Колени подгибаются. Лампа выпадает из рук. И голубая овечка просыпается:
— Бабушка!
Перстенёк
…Кучка тяжело дышавших теней — мы двигались ночью через полузамёрзшие болота, и тонкий, обманчивый, посеребрённый лунным светом ледок каждую минуту то здесь, то там лопался с волчьим воем под нашими усталыми, стёртыми в кровь ногами.
Воды — древние, настоянные на травах и корягах, утонувших птицах и зверях-лунатиках, которых месяц выманил из тёплых нор и завлёк в ловушку трясины, — били в нос терпким, кислым запахом, как вишнёвка, которую поставили бродить тысячу лет назад.

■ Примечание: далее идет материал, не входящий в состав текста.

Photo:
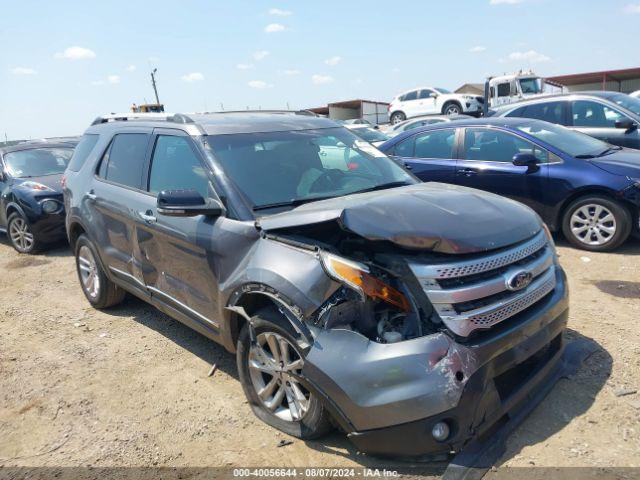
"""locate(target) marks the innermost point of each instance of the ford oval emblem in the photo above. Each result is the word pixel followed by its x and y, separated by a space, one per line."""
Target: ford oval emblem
pixel 519 280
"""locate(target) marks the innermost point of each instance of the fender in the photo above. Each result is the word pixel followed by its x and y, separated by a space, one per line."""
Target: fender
pixel 291 312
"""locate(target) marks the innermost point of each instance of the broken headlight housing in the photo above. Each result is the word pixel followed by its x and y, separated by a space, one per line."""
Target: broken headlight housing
pixel 358 277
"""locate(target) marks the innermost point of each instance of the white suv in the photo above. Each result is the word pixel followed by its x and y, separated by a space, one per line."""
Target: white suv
pixel 428 100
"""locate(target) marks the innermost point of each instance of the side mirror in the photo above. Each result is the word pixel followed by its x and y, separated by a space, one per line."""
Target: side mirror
pixel 627 124
pixel 187 203
pixel 526 160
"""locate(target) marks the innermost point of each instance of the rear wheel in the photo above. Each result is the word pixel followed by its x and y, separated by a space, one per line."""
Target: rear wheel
pixel 269 371
pixel 451 108
pixel 21 235
pixel 596 223
pixel 99 290
pixel 397 117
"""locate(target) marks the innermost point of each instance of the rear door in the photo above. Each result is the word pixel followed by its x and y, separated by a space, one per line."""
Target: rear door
pixel 177 252
pixel 115 196
pixel 599 120
pixel 486 163
pixel 431 155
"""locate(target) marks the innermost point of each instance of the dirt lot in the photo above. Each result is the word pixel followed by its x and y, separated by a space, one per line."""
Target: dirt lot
pixel 129 386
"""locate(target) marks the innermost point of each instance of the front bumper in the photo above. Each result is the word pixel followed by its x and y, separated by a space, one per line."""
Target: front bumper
pixel 388 401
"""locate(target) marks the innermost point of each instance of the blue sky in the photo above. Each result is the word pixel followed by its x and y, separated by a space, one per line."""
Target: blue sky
pixel 63 63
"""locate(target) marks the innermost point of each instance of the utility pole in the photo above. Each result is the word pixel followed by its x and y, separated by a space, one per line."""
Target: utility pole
pixel 153 82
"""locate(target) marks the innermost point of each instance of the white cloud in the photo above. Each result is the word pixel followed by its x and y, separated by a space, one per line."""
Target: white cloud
pixel 321 79
pixel 23 71
pixel 333 61
pixel 259 84
pixel 76 53
pixel 193 77
pixel 274 27
pixel 280 13
pixel 529 56
pixel 260 55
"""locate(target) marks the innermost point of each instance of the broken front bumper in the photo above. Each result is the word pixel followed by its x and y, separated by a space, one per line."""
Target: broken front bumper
pixel 388 397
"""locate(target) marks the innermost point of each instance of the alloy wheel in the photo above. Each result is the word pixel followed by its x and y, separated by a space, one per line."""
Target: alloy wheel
pixel 21 235
pixel 593 224
pixel 89 271
pixel 274 365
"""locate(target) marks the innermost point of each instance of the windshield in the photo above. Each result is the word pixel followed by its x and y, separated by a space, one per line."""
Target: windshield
pixel 289 168
pixel 531 85
pixel 625 101
pixel 370 134
pixel 573 143
pixel 37 162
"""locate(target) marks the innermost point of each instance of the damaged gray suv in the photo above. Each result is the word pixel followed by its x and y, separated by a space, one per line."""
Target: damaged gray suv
pixel 414 316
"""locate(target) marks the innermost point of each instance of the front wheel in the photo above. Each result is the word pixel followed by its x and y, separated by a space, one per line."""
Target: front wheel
pixel 596 223
pixel 452 109
pixel 99 290
pixel 22 238
pixel 269 371
pixel 397 117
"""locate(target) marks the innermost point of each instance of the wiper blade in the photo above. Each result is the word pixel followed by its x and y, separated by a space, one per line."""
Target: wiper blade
pixel 294 202
pixel 383 186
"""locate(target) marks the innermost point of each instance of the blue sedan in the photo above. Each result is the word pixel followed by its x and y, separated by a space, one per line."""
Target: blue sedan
pixel 587 188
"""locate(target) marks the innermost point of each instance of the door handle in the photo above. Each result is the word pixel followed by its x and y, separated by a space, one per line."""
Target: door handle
pixel 148 216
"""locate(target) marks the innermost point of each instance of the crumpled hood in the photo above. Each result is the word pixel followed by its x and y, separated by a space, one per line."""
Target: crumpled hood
pixel 427 216
pixel 625 162
pixel 52 181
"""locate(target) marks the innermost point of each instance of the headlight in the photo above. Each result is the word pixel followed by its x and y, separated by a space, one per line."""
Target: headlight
pixel 36 186
pixel 357 276
pixel 50 206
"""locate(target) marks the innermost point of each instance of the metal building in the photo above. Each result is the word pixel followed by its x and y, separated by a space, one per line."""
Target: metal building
pixel 625 81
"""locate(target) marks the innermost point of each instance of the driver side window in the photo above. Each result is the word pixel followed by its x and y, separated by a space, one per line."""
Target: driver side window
pixel 175 166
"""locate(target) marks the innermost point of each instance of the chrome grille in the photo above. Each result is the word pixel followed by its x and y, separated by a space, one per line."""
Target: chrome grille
pixel 473 303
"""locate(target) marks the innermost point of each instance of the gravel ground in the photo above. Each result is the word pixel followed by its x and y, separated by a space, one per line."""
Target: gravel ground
pixel 129 386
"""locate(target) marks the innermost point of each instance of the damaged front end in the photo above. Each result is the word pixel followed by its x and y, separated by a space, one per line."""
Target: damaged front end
pixel 417 351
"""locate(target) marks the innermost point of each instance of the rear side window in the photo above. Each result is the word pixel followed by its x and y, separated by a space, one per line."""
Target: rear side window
pixel 410 96
pixel 176 167
pixel 82 151
pixel 496 146
pixel 435 144
pixel 124 161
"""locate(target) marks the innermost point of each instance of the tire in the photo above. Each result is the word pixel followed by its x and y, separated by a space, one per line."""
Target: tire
pixel 451 108
pixel 315 421
pixel 397 117
pixel 596 223
pixel 20 235
pixel 99 290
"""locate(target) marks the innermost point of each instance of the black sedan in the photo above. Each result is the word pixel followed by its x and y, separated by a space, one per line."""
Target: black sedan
pixel 31 204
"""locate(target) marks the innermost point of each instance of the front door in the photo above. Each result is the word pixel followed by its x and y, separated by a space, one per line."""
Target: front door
pixel 599 120
pixel 113 201
pixel 430 155
pixel 177 252
pixel 486 164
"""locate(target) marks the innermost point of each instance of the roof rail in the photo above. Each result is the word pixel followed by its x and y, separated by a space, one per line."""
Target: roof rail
pixel 290 112
pixel 127 116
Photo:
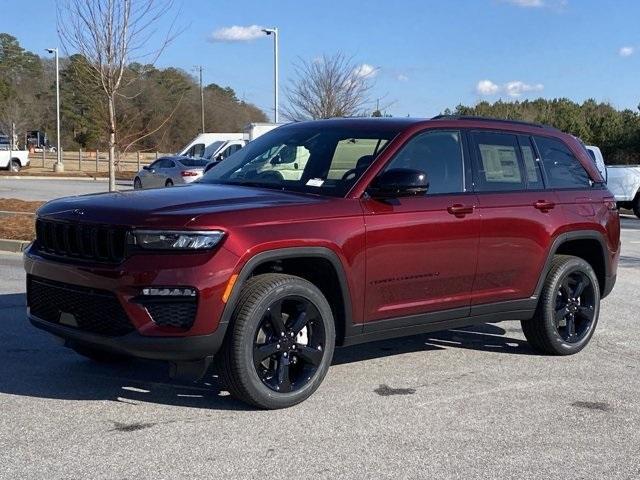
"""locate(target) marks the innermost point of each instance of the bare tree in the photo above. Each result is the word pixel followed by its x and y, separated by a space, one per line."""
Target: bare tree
pixel 111 34
pixel 330 86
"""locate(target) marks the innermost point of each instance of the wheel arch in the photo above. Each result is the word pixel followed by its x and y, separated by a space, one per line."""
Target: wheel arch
pixel 326 272
pixel 589 245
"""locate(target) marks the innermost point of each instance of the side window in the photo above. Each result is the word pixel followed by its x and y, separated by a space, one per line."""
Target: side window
pixel 497 165
pixel 438 153
pixel 197 150
pixel 563 169
pixel 531 164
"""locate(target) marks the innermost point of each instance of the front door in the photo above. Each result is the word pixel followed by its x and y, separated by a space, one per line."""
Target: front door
pixel 421 251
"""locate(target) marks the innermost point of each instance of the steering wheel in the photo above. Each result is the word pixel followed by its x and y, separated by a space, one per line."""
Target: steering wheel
pixel 271 176
pixel 350 174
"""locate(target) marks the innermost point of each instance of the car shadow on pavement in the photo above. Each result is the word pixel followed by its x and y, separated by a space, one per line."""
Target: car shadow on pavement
pixel 32 363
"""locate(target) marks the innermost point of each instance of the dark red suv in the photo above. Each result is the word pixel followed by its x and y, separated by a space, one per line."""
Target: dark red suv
pixel 330 233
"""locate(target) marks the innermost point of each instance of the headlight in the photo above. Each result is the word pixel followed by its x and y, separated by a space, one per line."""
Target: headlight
pixel 176 240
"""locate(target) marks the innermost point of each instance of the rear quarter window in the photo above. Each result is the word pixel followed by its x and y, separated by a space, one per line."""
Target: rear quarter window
pixel 563 169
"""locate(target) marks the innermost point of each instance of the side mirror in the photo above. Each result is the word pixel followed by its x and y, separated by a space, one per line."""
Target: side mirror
pixel 399 182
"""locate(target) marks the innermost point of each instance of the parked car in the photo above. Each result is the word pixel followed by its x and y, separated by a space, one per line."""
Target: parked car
pixel 169 171
pixel 224 150
pixel 14 160
pixel 622 180
pixel 205 143
pixel 393 227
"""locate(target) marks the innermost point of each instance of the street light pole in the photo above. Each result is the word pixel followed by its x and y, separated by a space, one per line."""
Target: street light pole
pixel 201 97
pixel 58 167
pixel 274 31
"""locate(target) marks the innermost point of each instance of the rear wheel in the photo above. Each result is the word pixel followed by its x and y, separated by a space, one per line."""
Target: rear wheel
pixel 281 342
pixel 568 308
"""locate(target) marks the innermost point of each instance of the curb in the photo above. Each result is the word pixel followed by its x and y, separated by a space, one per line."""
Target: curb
pixel 47 177
pixel 13 246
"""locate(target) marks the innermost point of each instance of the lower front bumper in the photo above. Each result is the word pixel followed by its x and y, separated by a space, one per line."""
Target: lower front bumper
pixel 173 349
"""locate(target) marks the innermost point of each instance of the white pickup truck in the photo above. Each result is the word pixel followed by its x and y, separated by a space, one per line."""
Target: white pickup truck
pixel 622 180
pixel 14 160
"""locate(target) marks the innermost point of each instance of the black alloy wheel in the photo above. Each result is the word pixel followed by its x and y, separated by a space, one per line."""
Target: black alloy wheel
pixel 289 344
pixel 575 307
pixel 280 343
pixel 568 308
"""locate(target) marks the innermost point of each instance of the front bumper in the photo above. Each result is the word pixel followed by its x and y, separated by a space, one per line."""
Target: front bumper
pixel 208 273
pixel 173 349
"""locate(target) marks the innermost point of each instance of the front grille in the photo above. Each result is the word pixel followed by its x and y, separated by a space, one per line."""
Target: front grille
pixel 87 309
pixel 105 244
pixel 173 312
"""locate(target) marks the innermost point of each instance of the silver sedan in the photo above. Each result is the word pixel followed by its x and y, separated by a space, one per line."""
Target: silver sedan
pixel 169 171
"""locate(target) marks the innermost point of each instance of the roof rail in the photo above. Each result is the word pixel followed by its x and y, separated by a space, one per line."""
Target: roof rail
pixel 491 119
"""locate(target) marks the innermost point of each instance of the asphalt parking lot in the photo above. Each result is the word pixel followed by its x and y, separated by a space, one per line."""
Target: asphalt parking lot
pixel 472 403
pixel 47 189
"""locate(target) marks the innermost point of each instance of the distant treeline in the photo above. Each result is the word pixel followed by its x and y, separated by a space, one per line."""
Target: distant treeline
pixel 616 132
pixel 158 110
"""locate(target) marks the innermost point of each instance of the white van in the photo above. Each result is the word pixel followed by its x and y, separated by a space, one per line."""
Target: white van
pixel 208 145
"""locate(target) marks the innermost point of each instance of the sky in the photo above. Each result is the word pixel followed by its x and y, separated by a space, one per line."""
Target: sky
pixel 422 55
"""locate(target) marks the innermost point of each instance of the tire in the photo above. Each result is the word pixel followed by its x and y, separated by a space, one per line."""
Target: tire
pixel 568 308
pixel 286 376
pixel 100 356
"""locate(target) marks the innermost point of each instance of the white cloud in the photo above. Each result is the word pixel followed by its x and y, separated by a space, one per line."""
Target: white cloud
pixel 237 33
pixel 517 88
pixel 626 51
pixel 365 71
pixel 487 87
pixel 526 3
pixel 558 5
pixel 513 89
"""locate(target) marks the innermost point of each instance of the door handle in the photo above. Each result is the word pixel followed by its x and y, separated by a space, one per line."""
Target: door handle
pixel 460 210
pixel 544 205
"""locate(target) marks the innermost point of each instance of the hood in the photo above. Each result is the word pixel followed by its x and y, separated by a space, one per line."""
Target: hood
pixel 168 207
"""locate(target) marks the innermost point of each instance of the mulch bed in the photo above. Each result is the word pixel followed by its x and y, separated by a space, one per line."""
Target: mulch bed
pixel 18 227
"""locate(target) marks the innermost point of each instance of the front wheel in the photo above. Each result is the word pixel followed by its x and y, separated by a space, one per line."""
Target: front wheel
pixel 281 342
pixel 568 308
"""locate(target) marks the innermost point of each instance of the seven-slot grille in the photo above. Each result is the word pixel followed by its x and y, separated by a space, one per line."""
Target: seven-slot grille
pixel 87 309
pixel 82 241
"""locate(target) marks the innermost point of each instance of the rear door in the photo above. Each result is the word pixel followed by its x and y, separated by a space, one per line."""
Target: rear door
pixel 422 251
pixel 519 216
pixel 569 180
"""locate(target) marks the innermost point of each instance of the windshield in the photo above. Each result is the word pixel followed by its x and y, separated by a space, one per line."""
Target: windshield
pixel 212 148
pixel 310 158
pixel 193 162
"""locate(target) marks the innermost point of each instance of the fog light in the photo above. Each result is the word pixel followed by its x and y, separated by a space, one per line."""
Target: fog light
pixel 169 292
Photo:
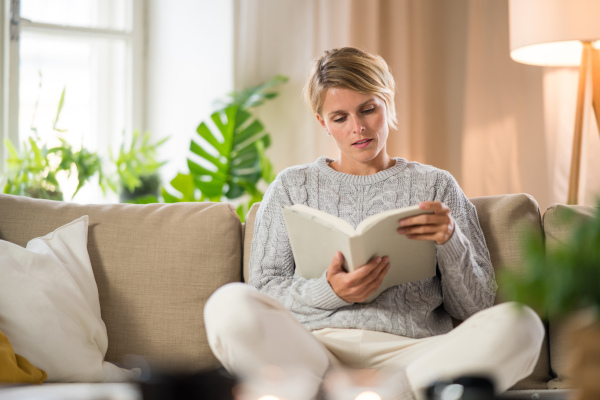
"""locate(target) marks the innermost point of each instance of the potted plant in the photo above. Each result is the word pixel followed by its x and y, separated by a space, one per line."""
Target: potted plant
pixel 562 282
pixel 234 160
pixel 137 169
pixel 33 170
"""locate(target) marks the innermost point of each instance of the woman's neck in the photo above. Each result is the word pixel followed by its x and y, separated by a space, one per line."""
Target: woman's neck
pixel 363 168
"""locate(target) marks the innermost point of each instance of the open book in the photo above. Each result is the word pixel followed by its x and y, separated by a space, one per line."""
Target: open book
pixel 316 236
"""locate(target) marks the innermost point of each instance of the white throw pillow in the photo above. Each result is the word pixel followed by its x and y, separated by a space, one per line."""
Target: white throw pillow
pixel 50 310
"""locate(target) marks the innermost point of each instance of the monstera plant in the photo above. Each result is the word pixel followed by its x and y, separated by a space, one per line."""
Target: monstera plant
pixel 227 159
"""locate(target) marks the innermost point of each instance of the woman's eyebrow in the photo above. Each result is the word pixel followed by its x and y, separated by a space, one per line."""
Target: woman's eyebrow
pixel 344 112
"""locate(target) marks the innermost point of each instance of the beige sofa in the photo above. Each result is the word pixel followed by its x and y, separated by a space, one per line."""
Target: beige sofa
pixel 156 265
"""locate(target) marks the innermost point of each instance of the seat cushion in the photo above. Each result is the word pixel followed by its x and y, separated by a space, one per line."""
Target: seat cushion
pixel 155 266
pixel 504 219
pixel 559 221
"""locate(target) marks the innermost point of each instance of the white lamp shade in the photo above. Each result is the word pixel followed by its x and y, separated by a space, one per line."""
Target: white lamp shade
pixel 550 32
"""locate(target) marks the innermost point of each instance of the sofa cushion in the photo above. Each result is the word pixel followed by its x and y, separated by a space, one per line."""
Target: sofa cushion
pixel 155 266
pixel 504 219
pixel 49 306
pixel 559 221
pixel 248 232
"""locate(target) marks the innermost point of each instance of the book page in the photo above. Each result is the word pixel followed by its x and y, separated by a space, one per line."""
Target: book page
pixel 410 259
pixel 314 243
pixel 398 214
pixel 324 217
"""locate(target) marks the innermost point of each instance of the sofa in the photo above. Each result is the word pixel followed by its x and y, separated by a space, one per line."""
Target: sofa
pixel 156 265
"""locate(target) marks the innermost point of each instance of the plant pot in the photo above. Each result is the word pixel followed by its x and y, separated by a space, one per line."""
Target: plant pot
pixel 149 187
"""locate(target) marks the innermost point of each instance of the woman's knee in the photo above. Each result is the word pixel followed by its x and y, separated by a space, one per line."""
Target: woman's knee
pixel 523 325
pixel 232 310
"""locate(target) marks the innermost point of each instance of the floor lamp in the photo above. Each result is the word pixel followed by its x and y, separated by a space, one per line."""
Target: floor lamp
pixel 561 33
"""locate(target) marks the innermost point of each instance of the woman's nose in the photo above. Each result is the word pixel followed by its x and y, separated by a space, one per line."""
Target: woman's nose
pixel 358 126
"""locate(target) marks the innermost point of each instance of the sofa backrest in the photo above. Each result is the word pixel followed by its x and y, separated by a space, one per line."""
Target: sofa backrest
pixel 155 266
pixel 503 220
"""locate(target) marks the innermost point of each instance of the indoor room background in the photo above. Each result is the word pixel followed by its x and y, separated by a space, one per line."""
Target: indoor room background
pixel 463 104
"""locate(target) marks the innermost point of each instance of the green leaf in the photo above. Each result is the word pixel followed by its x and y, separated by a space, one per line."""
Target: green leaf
pixel 237 161
pixel 184 184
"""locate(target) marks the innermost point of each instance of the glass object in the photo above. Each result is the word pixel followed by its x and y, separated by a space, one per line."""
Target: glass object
pixel 363 384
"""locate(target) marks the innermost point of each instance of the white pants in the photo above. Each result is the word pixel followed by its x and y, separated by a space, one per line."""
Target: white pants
pixel 248 330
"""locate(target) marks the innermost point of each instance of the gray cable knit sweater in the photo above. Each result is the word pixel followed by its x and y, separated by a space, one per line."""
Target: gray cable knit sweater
pixel 464 284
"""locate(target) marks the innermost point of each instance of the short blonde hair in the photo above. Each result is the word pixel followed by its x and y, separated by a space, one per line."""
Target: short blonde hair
pixel 353 69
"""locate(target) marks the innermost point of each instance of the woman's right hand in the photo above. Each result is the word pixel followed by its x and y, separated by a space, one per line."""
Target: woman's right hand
pixel 358 285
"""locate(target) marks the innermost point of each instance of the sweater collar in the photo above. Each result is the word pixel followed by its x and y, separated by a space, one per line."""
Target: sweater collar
pixel 323 166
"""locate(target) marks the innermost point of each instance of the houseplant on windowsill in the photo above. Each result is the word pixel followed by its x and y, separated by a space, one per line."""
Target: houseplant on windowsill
pixel 561 280
pixel 137 169
pixel 34 170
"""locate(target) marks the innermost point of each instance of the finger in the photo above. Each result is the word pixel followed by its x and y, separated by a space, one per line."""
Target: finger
pixel 336 264
pixel 436 206
pixel 378 273
pixel 376 283
pixel 425 219
pixel 423 229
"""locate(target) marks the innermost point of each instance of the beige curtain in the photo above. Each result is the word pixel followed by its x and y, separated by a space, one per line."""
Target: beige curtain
pixel 463 104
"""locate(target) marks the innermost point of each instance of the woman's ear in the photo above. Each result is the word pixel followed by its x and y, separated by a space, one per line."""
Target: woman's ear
pixel 321 121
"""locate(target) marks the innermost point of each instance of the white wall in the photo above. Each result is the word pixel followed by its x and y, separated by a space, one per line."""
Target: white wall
pixel 189 64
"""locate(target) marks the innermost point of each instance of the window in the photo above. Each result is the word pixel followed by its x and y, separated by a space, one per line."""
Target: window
pixel 91 49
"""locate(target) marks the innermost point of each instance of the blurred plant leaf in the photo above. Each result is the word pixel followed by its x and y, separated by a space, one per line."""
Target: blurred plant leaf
pixel 184 184
pixel 559 280
pixel 233 155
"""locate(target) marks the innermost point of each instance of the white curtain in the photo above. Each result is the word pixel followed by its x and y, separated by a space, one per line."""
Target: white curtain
pixel 463 104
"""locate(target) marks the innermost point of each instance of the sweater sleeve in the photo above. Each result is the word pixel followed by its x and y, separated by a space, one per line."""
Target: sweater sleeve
pixel 272 268
pixel 468 282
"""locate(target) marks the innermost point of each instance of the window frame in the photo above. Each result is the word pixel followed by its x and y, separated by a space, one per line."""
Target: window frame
pixel 11 25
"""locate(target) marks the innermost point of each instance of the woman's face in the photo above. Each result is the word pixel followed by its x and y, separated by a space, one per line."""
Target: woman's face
pixel 358 123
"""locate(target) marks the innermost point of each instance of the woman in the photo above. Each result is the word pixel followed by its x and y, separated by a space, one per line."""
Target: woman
pixel 283 319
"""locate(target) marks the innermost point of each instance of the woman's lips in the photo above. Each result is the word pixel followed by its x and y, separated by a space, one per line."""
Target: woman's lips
pixel 362 143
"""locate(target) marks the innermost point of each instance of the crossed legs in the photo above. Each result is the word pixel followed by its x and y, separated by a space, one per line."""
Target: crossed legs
pixel 248 330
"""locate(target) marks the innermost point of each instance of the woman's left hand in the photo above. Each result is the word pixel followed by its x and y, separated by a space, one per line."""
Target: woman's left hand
pixel 438 226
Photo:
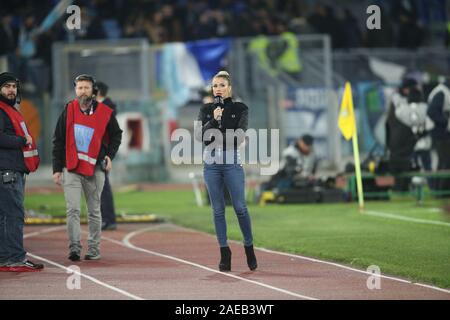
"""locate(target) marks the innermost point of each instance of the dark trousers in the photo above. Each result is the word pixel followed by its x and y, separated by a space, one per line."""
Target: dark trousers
pixel 12 216
pixel 107 203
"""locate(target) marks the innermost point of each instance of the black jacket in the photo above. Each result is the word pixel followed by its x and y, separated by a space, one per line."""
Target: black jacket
pixel 59 141
pixel 11 154
pixel 234 116
pixel 439 117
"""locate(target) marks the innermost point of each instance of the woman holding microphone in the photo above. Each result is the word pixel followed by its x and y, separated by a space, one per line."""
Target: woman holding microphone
pixel 222 165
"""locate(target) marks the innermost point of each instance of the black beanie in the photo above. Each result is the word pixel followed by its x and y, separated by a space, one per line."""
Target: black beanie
pixel 7 77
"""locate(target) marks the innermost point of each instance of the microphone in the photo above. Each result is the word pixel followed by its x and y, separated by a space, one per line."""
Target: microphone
pixel 218 102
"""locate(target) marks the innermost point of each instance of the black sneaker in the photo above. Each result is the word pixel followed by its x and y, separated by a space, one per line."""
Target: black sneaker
pixel 109 226
pixel 92 254
pixel 74 256
pixel 25 266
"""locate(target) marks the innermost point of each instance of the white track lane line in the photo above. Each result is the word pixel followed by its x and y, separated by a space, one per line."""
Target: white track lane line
pixel 68 270
pixel 404 218
pixel 126 242
pixel 325 262
pixel 47 230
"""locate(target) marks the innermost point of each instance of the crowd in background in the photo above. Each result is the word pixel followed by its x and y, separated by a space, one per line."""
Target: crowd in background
pixel 405 24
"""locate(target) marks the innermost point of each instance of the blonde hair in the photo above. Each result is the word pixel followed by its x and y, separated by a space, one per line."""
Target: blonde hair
pixel 225 75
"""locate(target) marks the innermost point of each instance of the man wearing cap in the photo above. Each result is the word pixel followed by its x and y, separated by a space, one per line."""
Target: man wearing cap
pixel 439 112
pixel 299 161
pixel 86 139
pixel 18 156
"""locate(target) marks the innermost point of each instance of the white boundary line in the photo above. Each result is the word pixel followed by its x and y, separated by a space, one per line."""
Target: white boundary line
pixel 103 284
pixel 404 218
pixel 47 230
pixel 68 270
pixel 126 242
pixel 325 262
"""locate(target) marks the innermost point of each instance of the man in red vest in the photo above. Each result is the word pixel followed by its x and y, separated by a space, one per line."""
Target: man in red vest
pixel 86 139
pixel 18 156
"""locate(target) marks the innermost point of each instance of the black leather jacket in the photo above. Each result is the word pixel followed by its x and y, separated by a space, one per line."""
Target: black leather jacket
pixel 234 117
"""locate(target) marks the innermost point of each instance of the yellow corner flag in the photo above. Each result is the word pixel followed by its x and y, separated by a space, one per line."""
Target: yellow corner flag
pixel 346 120
pixel 347 125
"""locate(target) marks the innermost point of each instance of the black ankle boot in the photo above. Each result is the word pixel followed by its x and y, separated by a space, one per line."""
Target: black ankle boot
pixel 251 258
pixel 225 259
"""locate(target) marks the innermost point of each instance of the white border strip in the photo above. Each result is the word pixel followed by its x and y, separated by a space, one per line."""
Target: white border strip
pixel 404 218
pixel 126 242
pixel 68 270
pixel 325 262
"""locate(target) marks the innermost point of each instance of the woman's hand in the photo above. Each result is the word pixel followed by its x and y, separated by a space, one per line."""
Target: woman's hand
pixel 218 113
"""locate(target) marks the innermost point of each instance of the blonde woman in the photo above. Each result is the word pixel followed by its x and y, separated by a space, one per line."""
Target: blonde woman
pixel 222 165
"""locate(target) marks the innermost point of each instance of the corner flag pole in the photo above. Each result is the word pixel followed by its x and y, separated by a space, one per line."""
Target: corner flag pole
pixel 347 125
pixel 358 171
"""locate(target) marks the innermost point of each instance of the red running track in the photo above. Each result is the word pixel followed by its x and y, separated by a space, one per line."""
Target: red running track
pixel 163 261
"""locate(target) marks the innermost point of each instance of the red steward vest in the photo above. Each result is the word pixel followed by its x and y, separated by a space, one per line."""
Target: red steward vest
pixel 30 153
pixel 84 136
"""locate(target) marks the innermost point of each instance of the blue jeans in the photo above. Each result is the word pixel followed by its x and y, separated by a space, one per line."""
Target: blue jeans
pixel 12 217
pixel 232 175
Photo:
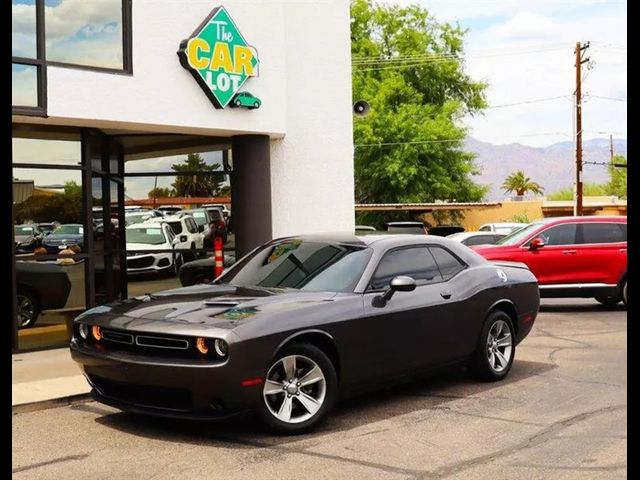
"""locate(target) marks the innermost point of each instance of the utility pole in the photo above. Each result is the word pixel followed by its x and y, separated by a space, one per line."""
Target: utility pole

Кучка людей забиралась всё дальше и дальше. Хотя мы почти не смотрели друг на друга, наши желания сплелись в немом языке глаз, и все мы, пьяные от усталости, повалились на мшистую кочку и утонули в вязкой дремоте. Только наше негромкое дыхание прорывается сквозь гулкое, звенящее пространство и расходится по нему, как зыбкие круги по воде. Никто не отдаёт приказа встать. Губы, как отрубленные пальцы, не могут шевельнуться.
Влажное тепло, клубясь, поднимается от наших тел, одежда блестящими ледяными щёточками царапает кожу.